# Moscow Olympics



## kes (Jan 10, 2011)

Have been looking on the bay at the wide variety of watches purporting to be made for the Moscow Olympics. There is a huge range made by zim, poljot, raketa, vostok etc. There are some quite unusual and interesting designs.

This was pretty much the last olympics before really tight sponsorship deals were done so I can understand/believe that the production of souvenirs may have been pretty unregulated and that there might have been lots of different watches sold.  However, the sheer volume for sale and the total lack of information about them anywhere on the web makes me slightly suspicious.

Has anyone bought any ? Does anyone know any of the history of them ?
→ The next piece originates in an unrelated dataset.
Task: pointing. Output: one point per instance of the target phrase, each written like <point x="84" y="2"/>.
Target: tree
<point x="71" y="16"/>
any info gratefully received

kes


----------



## martinzx (Aug 29, 2010)

Not much to say really most will be ok, as you state it was the Moscow Olympics of 1980 check out Mark Gordon a site.the hardest thing is finding is good condition.

Good luck Martin

Type Olympics in search

http://www.ussrtime.com/start.html


----------



## kes (Jan 10, 2011)

thats a great resource - thanks for pointing it out. funds permitting might go for a few


----------



## Dazzer (Dec 7, 2011)

Make sure you come back and post pics of what you get Kes.


----------



## kes (Jan 10, 2011)

no prob


----------